Bu da tabii 200 yılı 300 yılı bulur.

Yani 200 yılı 300 yılı rahat bulur. 

Hocam, dijital bilgisayar alanındaki gelişmelerle illüstratör, photoshop, indesign gibi programlar var. Bu programlar aracılığıyla yapılan çizimlerin üzerinde kolaylıkla oynanabiliyor. Vektörel hâle getiriyorsunuz veya üç boyutlu tasarlıyorsunuz. Sonra da çizimini manuel şekilde uygulayabiliyorsunuz. Bu anlamda sizler gerçi eleştirdiniz ama teknolojik gelişmelerin hat sanatı üzerinde ne tür olumlu ve olumsuz etkileri olmuştur?
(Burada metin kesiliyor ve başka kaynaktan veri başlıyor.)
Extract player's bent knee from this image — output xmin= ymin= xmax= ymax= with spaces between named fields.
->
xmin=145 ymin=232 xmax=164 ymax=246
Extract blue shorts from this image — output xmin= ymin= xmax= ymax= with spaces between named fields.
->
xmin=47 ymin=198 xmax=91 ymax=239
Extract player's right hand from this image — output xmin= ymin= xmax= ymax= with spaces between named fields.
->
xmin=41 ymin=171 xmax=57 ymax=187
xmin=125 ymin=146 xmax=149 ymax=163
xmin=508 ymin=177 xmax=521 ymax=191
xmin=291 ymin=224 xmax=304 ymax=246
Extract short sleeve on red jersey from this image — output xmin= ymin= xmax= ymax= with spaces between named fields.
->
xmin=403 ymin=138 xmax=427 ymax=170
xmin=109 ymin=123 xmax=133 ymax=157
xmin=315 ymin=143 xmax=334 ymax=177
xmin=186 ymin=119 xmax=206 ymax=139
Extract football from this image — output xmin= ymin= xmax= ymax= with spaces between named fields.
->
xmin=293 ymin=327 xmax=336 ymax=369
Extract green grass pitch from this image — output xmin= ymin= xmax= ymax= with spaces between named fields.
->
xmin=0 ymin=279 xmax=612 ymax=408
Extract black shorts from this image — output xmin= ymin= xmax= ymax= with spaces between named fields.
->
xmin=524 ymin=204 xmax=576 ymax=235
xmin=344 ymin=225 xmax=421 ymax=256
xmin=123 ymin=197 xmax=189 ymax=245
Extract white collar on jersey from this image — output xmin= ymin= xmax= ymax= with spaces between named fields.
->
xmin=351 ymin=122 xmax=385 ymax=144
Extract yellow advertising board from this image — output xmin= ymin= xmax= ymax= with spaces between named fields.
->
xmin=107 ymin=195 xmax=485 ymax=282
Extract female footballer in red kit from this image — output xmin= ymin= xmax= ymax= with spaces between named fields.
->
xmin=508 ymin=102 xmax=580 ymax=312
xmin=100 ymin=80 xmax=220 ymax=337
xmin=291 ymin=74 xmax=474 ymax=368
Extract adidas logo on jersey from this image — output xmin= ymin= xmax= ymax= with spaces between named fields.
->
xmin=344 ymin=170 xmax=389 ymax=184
Bence olumlu bir etkisi yok. İşin ruhunu öldürüyor. Sanatın arka planını tamamen ortadan kaldırıyor. Sanat insan işidir, makine işi filan değildir. Makineyi yapmak teknolojik bir şeydir ama bir makinenin sanat yapması ucube bir şeydir. Öyle şey olmaz. Yani hangi makine bir ayet yazarken zaten şuuru yok, Besmele ile yazmaya başlasın. Öyle bir şey yok yani. Bir de bilgisayarlarda üretim yapıldığında aharlı kağıda veya benzeri bir kağıda toneri iyi ayarlanmış bir yazıcıyla yazı çıkartılıyor ki üstünde çalışılmıyor bile. Programnan uğraşan kişi altına bir imzasını, tarihini bir zahmet atıyor, sonra bakın ben böyle güzel bir yazı yazdım. Acep o mu yazdı, makine mi? Orada işler karışıyor. Yakında eli kulağında ‘’Sanat kim tarafından icra edilir?’’ ciddi bir soru olacak ileride. Yapay zekaya sanat yaptırın. Acep sanat mıdır o yoksa bir cihazın sanata benzettiği bir ürün müdür? Yakında bu tartışmalar başlar.